With national signing day set for Wednesday and Kansas University’s football program still with two scholarships to hand out, the next couple of days figure to be interesting and exciting as KU’s coaches wait to hear if there are any last-minute commitments who join what is regarded as a top-40 class by many recruiting outlets.
Twenty-five prospects in the Class of 2013 already have committed to KU, and 11 signed national letters of intent in December. The rest are expected to sign Wednesday, but getting to that point has been tough for a few of them.
Most notable on that list is Iowa Western defensive back Isaiah Johnson, a 6-foot-1, 210-pound safety who committed to Kansas in December and has remained committed to the Jayhawks despite receiving interest and offers from other schools in the weeks since.
A couple of weeks ago, Texas Tech made a strong push at Johnson, who initially set up a visit with the Red Raiders but later canceled because of his comfort with Kansas. More recently, Missouri and Wisconsin also made late pushes, but Johnson rejected both.

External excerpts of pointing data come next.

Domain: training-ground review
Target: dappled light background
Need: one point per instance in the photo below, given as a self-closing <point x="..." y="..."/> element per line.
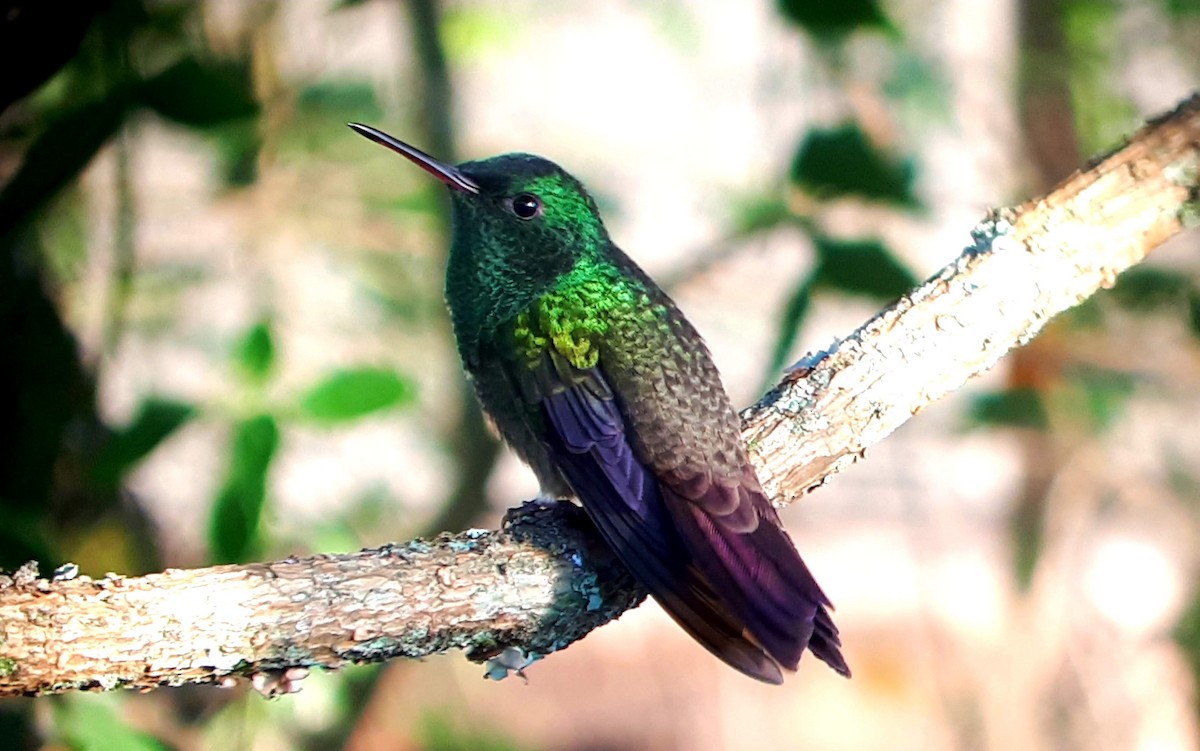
<point x="223" y="314"/>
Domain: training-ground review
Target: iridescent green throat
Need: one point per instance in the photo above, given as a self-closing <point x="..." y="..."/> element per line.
<point x="576" y="313"/>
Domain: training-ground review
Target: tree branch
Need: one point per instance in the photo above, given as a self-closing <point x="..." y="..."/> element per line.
<point x="545" y="580"/>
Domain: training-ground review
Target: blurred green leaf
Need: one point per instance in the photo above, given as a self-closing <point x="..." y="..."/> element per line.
<point x="256" y="353"/>
<point x="1149" y="288"/>
<point x="349" y="100"/>
<point x="760" y="214"/>
<point x="59" y="155"/>
<point x="201" y="94"/>
<point x="1104" y="396"/>
<point x="843" y="162"/>
<point x="238" y="148"/>
<point x="22" y="538"/>
<point x="835" y="19"/>
<point x="1187" y="636"/>
<point x="233" y="533"/>
<point x="790" y="323"/>
<point x="861" y="266"/>
<point x="155" y="421"/>
<point x="1194" y="312"/>
<point x="1027" y="532"/>
<point x="91" y="724"/>
<point x="1012" y="408"/>
<point x="442" y="731"/>
<point x="1181" y="8"/>
<point x="348" y="395"/>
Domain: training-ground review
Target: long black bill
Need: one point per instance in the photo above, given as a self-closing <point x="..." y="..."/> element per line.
<point x="443" y="172"/>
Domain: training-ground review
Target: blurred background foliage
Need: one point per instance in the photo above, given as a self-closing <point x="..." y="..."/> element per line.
<point x="223" y="341"/>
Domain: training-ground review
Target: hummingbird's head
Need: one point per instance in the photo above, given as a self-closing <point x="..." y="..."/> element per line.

“It’s frustrating,” Johnson admitted. “I think it’s kind of tough when you’re committed to one school but other schools keep calling. It’s hard.”
Johnnson isn’t the only KU commitment to endure such action. Louisville, Ky., offensive lineman Joey Bloomfield also has continued to rack up offers, and Pierce Community College linebacker Marcus Jenkins-Moore often fielded questions from other schools about why he picked KU.
“No other schools have really called me lately because I already told them I’m committed to KU, and I’m going to KU,” Jenkins-Moore said. “In the beginning, a couple schools respected it, but a lot of schools were questioning me on my decision and asking me why I was going to a school that’s 1-11. But it’s all good. They should be happy for me.”
With such activity being the norm in college football these days, coaches know they have to do as much recruiting after landing a commitment as they do before. During the past several weeks, KU’s coaching staff has double- and triple-teamed already-committed athletes to make sure those commitments stick.
Although Johnson admitted to being flattered by the continued interest, he said the work the KU coaching staff has done since he committed easily matched the work it put in to get him in the first place.
“Coach (Buddy) Wyatt has been doing a real good job,” Johnson said “If another school comes after me, I tell him, and he, coach (Dave) Campo and coach (Rob) Ianello all came to my school to let me know how much they wanted me. That just shows they really care. They’ve been with me throughout the whole process. They’ve been at my house. They’ve done everything they can to get me.”
Because of that, Johnson has rejected all other offers and, long ago, started counting down the days to signing day.
“I’m still committed to KU,” he said. “I can’t imagine anything changing that. It’s coming down to the wire, but I’m just ready to get it over with; I’m ready to sign right now.”
There is good news for Johnson and the rest of the commitments still hearing from other schools. Coaches have reached another dead period, so no contact of any kind is permitted between now and signing day.
Savage still thinking?
KU’s late-game wish list still includes a few high school seniors and junior-college prospects, and one name seems to have climbed to the top.
Arizona Western CC offensive lineman Dionte Savage, a 6-5, 345-pound guard who previously committed to Baylor, has reopened his recruitment and has been as busy as any prospect in the country during the past couple of weeks.
KU has put the full-court press on Savage, with head coach Charlie Weis and assistants Tim Grunhard, Jeff Blasko and Reggie Mitchell all playing a part.
Savage visited and loved KU during the final weekend of January and also has taken visits to Texas Tech and Oklahoma. Baylor remains a player and has done its best to hang on to Savage, who is expected to take his decision down to the wire.